The last time I visited in summer of 2019, I was helping my dad recover from open heart surgery. He would send me to the garden to harvest something and I tried to imagine how in his frail condition he would be able to recover the strength to continue to garden safely. The health crisis he endured motivated him to alter his diet to whole foods and cut out sugar. He now spends his restored energy caring for my mom, but still has reserves to plant and plan next year’s garden (with raised beds right next to the house).
I marveled that the plant medicine we need is always nearby — the lush patches of stinging nettle, raspberry leaf, tulsi basil, the wild roadside weeds like chamomile and St. John’s wort. These plants help keep our immune systems strong, reduce inflammation and pain, and calm the nerves. Even the invasive Japanese knotweed Kara’s family removed to access the brook can help treat Lyme disease, which has contributed to my mom’s neuropathy. “We grew up with so many good weeds!” Kelly exclaimed with delight.
These woods, the places we have touched and known and grew us, I now see imprinted on Kara’s children. We visited their old homestead on West Street across from an apple orchard with a spring and woods and pastures and rock walls like the ones we had as children. Her kids grew up drinking from the spring, playing in the woods and pressing cider from the apples gleaned at the end of the season. The patio they built so carefully with hand-picked stones was engulfed by weeds. The blueberry bushes and peonies they planted almost 10 years ago were heavy with flowers and fruit despite no one there to tend or enjoy them. The forest path they maintained was overgrown with ferns and fir saplings. Fallen trees in various states of decay were disappearing into the silence of the forest floor to become rich soil. It’s hard to even compare this version of lush to our riparian desert farm, which is green by Arizona standards but can hardly be considered in the same family. And yet it is somehow connected through us, like a root traveling underground seeking moisture.

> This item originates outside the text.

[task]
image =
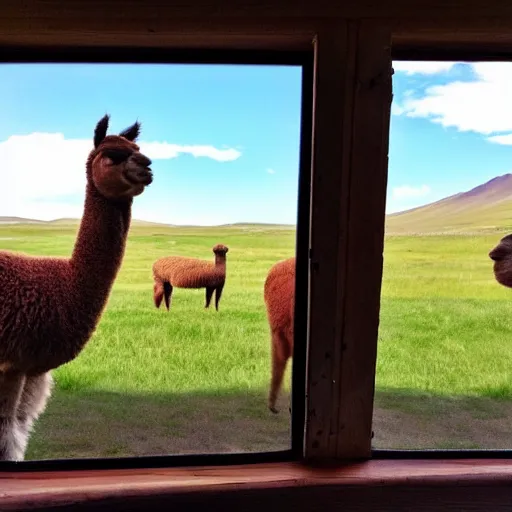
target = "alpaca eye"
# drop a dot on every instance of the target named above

We picked our way through these woods with her now teenage kids caught between the everyday wonder they experienced as children and the present escape of video games and social media. We rested on the soft carpets of verdant moss, and the sweetly uncurling ferns where the kids remembered building fairy houses. As we navigated the green thickness of tangled plant life climbing and clambering atop one another, they stopped to find sweetness in the tiny, delicious wild black raspberries hidden beneath it all.